What started as a minor blaze inside a virtual tinderbox of a hotel — operating without even basic firefighting provisions — quickly escalated into one of the worst fire tragedies in Kolkata in recent memory, claiming the lives of at least 14 people, including a woman and two children.None of the victims, though, was charred by the flames.
While Manoj Paswan, an employee of the hotel, succumbed to his injuries following his attempt to escape the blaze by jumping off the second-floor cornice, the remaining 13 bodies, recovered later from the site, showed signs of death by asphyxiation, police said.
Multiple bodies were found at the narrow staircase on the second and third floors of the hotel, and the rest were discovered inside the guest rooms locked from inside, officials confirmed.
The incident triggered tragic memories of the March 2010 Stephen Court fire on Park Street, which left 43 dead, and the December 2011 AMRI Hospital blaze that claimed over 90 lives.
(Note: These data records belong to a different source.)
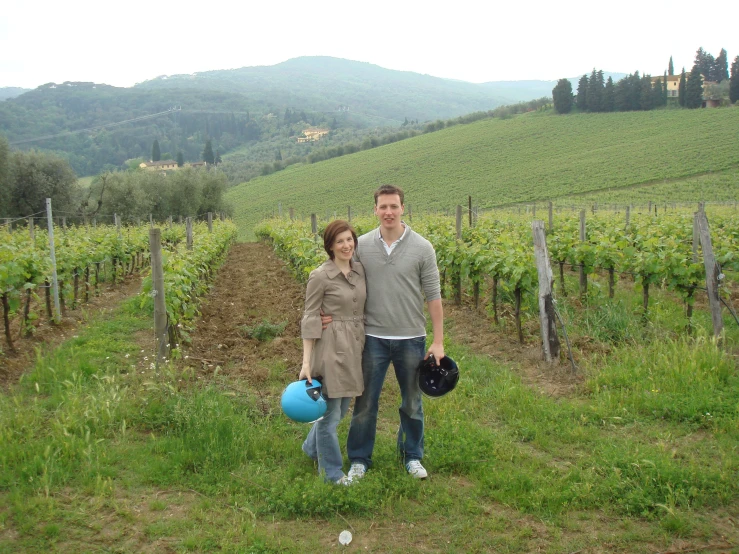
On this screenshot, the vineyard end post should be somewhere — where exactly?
[149,228,169,372]
[46,198,62,323]
[531,220,560,363]
[699,211,724,338]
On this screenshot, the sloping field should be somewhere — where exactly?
[227,109,739,238]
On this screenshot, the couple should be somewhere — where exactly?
[300,185,444,485]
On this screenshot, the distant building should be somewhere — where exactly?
[139,160,208,171]
[139,160,177,171]
[652,75,680,98]
[298,129,329,142]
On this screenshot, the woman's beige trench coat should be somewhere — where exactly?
[301,260,367,398]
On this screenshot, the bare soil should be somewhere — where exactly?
[183,243,304,384]
[0,273,141,390]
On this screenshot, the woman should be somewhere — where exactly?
[300,220,367,485]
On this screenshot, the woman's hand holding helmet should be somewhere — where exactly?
[298,362,313,385]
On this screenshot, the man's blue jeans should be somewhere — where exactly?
[346,335,426,468]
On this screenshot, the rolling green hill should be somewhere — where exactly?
[227,109,739,238]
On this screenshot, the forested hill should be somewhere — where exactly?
[0,57,528,175]
[0,83,269,175]
[0,87,31,102]
[136,56,516,125]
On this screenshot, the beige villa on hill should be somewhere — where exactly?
[652,75,680,98]
[139,160,208,171]
[298,129,329,142]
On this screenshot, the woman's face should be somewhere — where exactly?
[331,230,354,261]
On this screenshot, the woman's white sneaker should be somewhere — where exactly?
[349,462,367,481]
[405,460,429,479]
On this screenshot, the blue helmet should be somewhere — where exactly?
[280,377,326,423]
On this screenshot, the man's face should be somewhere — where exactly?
[375,194,403,231]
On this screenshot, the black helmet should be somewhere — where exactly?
[418,355,459,398]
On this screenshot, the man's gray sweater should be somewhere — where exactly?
[356,227,441,337]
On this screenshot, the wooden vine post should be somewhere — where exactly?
[532,220,560,363]
[46,198,62,324]
[149,228,169,371]
[452,204,462,306]
[698,210,724,338]
[185,217,192,250]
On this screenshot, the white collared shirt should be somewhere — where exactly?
[377,223,408,256]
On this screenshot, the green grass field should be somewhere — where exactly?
[0,260,739,554]
[226,108,739,239]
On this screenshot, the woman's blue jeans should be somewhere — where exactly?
[303,398,352,483]
[346,335,426,468]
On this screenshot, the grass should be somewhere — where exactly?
[0,266,739,552]
[226,109,739,238]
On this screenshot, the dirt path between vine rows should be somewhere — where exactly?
[183,243,579,396]
[183,242,303,386]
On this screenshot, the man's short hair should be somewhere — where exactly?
[375,185,404,206]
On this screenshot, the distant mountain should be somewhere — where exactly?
[0,87,31,102]
[481,72,626,103]
[0,56,628,175]
[136,56,516,125]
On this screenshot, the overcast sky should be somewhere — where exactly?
[0,0,739,88]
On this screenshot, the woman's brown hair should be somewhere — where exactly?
[323,219,357,260]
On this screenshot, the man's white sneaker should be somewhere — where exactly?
[349,462,367,481]
[405,460,429,479]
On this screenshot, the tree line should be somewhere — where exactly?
[221,98,551,185]
[0,136,230,221]
[552,48,739,114]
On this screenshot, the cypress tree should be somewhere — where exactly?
[586,68,603,112]
[677,67,687,107]
[639,74,654,111]
[685,64,703,109]
[602,77,616,112]
[729,56,739,104]
[662,73,667,106]
[552,79,572,113]
[203,140,215,165]
[713,48,729,83]
[575,75,588,112]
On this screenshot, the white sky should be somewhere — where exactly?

Burrabazar, the city’s thickly populated wholesale trading hub, has been witness to numerous major fire incidents in recent times owing to its old, unplanned and illegal constructions sporting gross violations of fire safety norms.
A fire at the Surjya Sen Street market, not far from the current accident site, killed at least 19 people, mostly labourers, in 2013.
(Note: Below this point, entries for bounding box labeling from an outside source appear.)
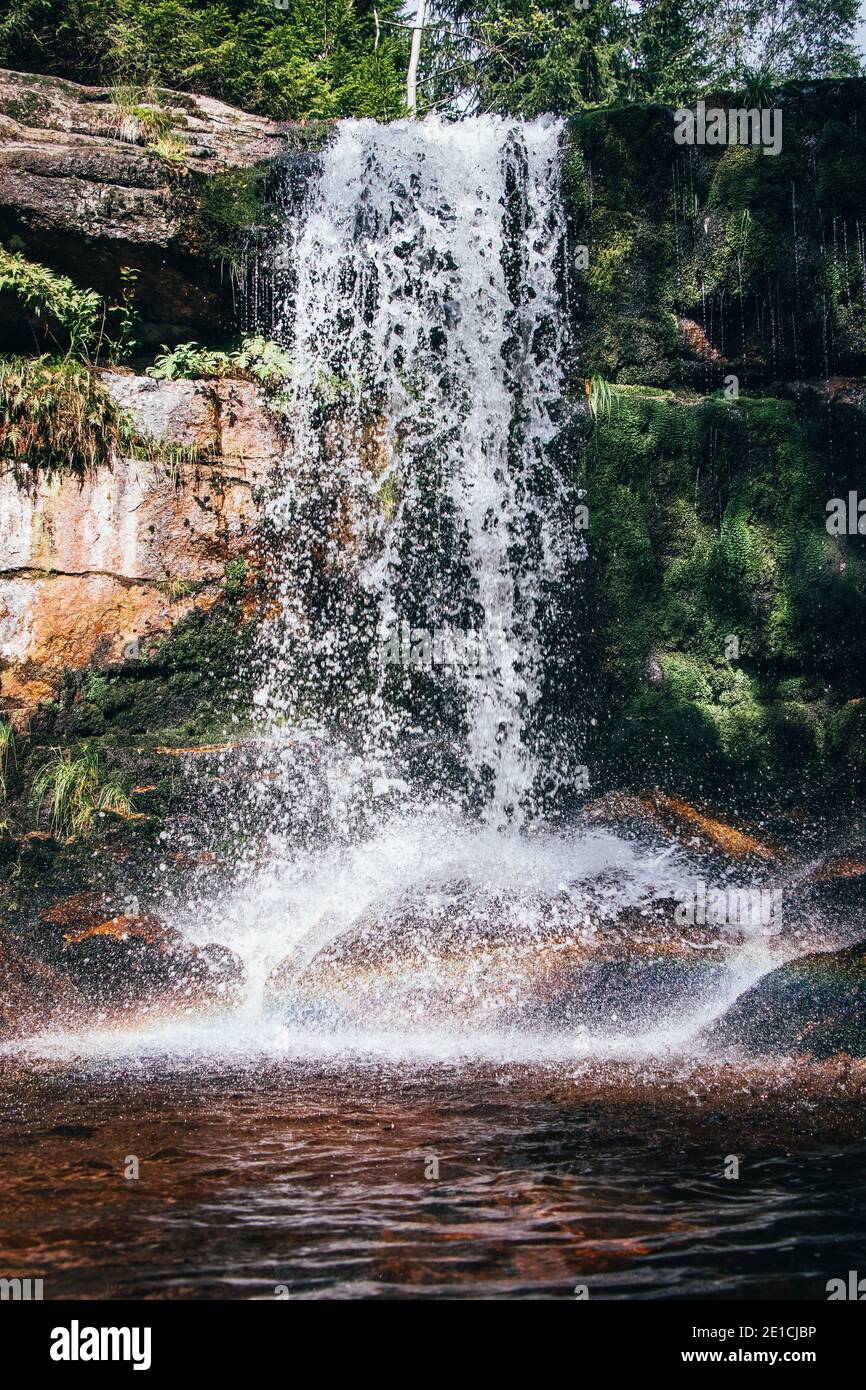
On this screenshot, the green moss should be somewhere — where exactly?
[33,597,254,744]
[563,81,866,389]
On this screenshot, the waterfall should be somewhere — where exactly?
[257,117,582,826]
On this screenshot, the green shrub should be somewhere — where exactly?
[0,246,103,356]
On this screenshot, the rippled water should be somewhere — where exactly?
[0,1040,866,1298]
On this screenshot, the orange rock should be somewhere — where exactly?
[0,927,81,1037]
[42,892,107,931]
[585,791,784,862]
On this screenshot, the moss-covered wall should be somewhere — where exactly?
[566,79,866,389]
[580,388,866,803]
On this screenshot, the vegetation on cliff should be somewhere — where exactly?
[566,82,866,389]
[0,0,859,120]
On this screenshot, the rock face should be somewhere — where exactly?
[0,927,82,1040]
[705,941,866,1058]
[43,895,243,1019]
[0,373,281,721]
[267,895,730,1037]
[0,70,322,349]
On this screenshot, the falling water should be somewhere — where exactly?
[259,117,582,824]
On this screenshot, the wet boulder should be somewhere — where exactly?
[0,927,82,1040]
[265,892,731,1034]
[703,941,866,1058]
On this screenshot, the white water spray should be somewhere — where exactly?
[259,117,581,824]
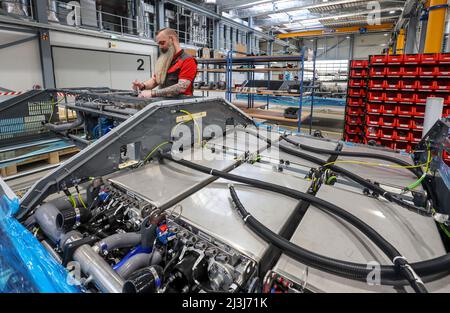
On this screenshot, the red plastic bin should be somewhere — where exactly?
[347,107,364,115]
[419,65,439,77]
[383,103,397,115]
[346,115,362,125]
[386,65,403,77]
[403,54,420,64]
[380,128,396,140]
[412,105,425,116]
[395,129,411,142]
[401,66,419,77]
[369,79,386,90]
[370,55,387,64]
[387,54,403,65]
[395,116,412,129]
[350,69,367,77]
[398,78,418,90]
[370,67,387,77]
[398,91,415,103]
[348,79,366,87]
[439,53,450,64]
[366,103,383,114]
[397,104,414,117]
[367,91,385,102]
[420,53,439,64]
[366,114,382,126]
[381,116,397,127]
[384,91,398,103]
[435,79,450,91]
[350,60,369,68]
[365,126,381,139]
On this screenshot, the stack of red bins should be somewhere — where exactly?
[364,53,450,151]
[344,60,369,143]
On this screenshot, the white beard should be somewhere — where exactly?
[155,45,175,85]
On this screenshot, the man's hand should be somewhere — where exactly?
[132,80,145,90]
[138,90,152,98]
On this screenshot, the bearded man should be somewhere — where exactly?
[133,28,197,98]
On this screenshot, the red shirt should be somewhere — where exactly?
[167,50,197,96]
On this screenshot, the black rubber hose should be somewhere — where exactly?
[163,154,450,283]
[248,130,431,216]
[229,186,427,293]
[280,135,423,178]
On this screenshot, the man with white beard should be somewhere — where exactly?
[133,28,197,98]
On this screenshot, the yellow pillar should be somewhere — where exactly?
[423,0,447,53]
[395,28,405,54]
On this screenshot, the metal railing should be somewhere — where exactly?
[48,1,155,39]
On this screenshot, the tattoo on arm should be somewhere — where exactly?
[152,79,191,97]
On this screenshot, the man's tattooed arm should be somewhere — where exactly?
[152,79,191,97]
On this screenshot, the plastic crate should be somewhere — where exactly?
[381,116,397,127]
[370,67,387,77]
[419,65,439,77]
[383,103,397,115]
[350,60,369,68]
[437,65,450,77]
[420,53,440,64]
[367,91,385,102]
[347,107,364,115]
[398,91,415,103]
[394,129,411,142]
[417,79,437,91]
[386,65,403,77]
[401,66,419,77]
[347,97,364,107]
[350,69,367,78]
[384,91,398,103]
[412,105,425,116]
[370,55,387,65]
[369,79,386,90]
[395,116,412,129]
[387,54,403,65]
[438,53,450,64]
[396,104,414,117]
[411,118,423,130]
[434,79,450,91]
[394,141,412,152]
[409,130,422,143]
[348,79,366,88]
[398,78,418,90]
[366,114,382,126]
[345,125,363,135]
[380,128,396,140]
[365,126,381,139]
[403,54,420,64]
[345,115,362,125]
[366,103,383,114]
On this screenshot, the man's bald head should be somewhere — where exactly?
[156,28,180,53]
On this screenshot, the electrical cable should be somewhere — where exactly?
[163,154,450,284]
[180,110,202,144]
[249,132,431,216]
[229,186,427,293]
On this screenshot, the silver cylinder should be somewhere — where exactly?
[73,245,124,293]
In June 2020, a devastating fire at the neighbourhood Bagree Market destroyed the 150-year-old building.
The low-cost six-storey Rituraj Hotel in Mechhua Falpatti area of Burrabazar in central Kolkata, housing 50 guest rooms, flouted every possible fire safety norm in the book since it came up 25 years ago, firefighting officials said.
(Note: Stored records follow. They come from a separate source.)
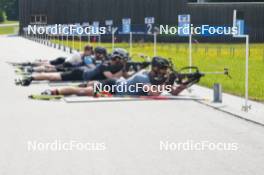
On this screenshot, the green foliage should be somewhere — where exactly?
[0,10,6,22]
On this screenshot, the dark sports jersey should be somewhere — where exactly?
[83,63,123,81]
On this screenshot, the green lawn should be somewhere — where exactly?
[51,38,264,101]
[0,21,19,24]
[0,21,19,35]
[0,26,15,35]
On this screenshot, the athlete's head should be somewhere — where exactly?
[66,52,82,66]
[150,57,170,84]
[94,47,107,60]
[83,45,93,56]
[111,48,129,64]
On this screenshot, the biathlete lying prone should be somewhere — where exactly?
[42,56,197,96]
[17,45,107,73]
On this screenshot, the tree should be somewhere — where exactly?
[0,0,18,20]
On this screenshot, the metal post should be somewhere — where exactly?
[61,33,64,50]
[153,32,157,57]
[66,33,70,52]
[79,35,82,51]
[72,33,75,49]
[213,83,222,103]
[129,32,133,55]
[242,35,251,112]
[112,30,115,50]
[189,33,192,73]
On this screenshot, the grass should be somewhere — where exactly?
[0,21,19,24]
[51,38,264,101]
[0,21,19,35]
[0,26,15,35]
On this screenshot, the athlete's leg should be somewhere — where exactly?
[32,73,62,81]
[58,86,94,96]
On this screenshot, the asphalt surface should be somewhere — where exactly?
[0,37,264,175]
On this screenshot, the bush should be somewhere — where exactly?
[0,10,6,22]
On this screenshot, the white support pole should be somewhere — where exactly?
[112,30,115,51]
[72,33,75,50]
[98,34,101,45]
[61,33,64,50]
[153,32,157,57]
[129,32,133,55]
[189,33,192,73]
[66,33,69,48]
[79,35,82,52]
[244,35,250,112]
[88,33,91,44]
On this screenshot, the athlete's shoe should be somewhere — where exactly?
[20,77,33,86]
[24,67,34,74]
[41,89,52,95]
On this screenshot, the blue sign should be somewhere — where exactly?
[236,19,245,36]
[122,18,131,34]
[145,17,155,24]
[178,15,191,36]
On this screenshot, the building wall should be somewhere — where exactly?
[19,0,264,42]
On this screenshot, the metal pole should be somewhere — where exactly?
[189,33,192,73]
[66,33,69,52]
[153,32,157,57]
[244,35,250,112]
[61,33,64,50]
[72,33,75,49]
[129,32,133,55]
[98,34,101,45]
[112,30,115,50]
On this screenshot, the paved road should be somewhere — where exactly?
[0,37,264,175]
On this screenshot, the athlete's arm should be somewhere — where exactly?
[170,84,187,96]
[103,70,123,79]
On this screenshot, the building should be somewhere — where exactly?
[19,0,264,42]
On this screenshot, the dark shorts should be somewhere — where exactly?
[50,57,66,66]
[61,69,83,81]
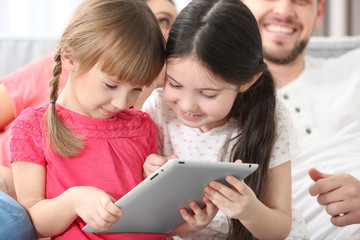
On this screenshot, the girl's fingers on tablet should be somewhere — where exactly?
[226,176,249,195]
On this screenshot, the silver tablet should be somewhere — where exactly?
[83,159,258,233]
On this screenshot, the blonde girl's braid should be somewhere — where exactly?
[45,48,84,157]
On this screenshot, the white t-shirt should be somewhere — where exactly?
[278,49,360,240]
[143,89,299,240]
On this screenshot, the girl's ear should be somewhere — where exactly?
[239,72,262,93]
[61,46,75,72]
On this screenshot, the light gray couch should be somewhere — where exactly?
[0,36,360,76]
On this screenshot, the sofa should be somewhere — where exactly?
[0,36,360,76]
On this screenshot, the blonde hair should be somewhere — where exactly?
[45,0,165,157]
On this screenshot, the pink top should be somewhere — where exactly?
[0,55,69,167]
[10,104,166,240]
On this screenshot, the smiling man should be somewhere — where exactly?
[243,0,360,239]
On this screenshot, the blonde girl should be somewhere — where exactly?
[10,0,166,239]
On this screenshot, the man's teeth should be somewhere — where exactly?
[266,25,293,34]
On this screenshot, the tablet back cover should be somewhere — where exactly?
[83,159,258,233]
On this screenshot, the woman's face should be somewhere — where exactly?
[146,0,178,39]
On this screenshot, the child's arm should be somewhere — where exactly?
[13,161,121,237]
[0,83,15,130]
[205,161,291,239]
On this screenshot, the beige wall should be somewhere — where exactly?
[314,0,360,36]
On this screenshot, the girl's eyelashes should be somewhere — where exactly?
[168,80,181,88]
[105,83,117,89]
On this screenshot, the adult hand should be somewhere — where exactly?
[143,154,178,179]
[309,168,360,227]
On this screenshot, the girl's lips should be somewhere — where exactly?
[181,111,201,120]
[101,107,116,117]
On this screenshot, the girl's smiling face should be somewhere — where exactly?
[58,65,141,118]
[164,56,239,132]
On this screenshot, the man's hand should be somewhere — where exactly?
[309,168,360,227]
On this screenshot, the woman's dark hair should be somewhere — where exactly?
[166,0,276,239]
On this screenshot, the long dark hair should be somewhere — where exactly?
[166,0,276,239]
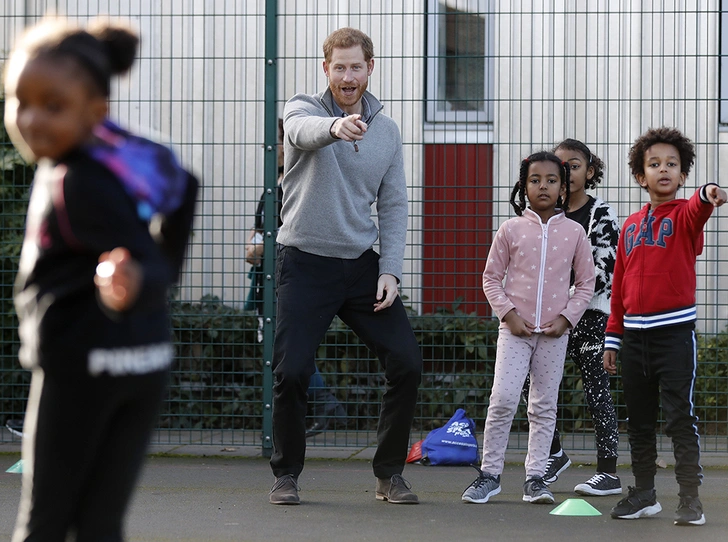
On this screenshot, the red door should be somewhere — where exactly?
[423,144,493,316]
According to police, the hotel was hosting 88 guests in its 42 occupied rooms when fire broke out at one of the east-side rooms on the hotel’s first floor around 7.30 pm on Tuesday.
While the firefighters managed to contain the flames from spreading to the upper floors, thick black fumes of gases quickly engulfed the building, converting the premises into a virtual gas chamber.
“It is evident that some of the victims were trying to escape the flames by trying to run out of the building, but were choked because there were no alternative escape routes other than that one staircase. Others were hoping to save themselves by locking them up in their respective rooms until the smoke suffocated them to death,” Bipin Ganatra, a voluntary firefighter and Padmashri Awardee, who rushed to the hotel to douse the flames and assist officials in their rescue operations, said.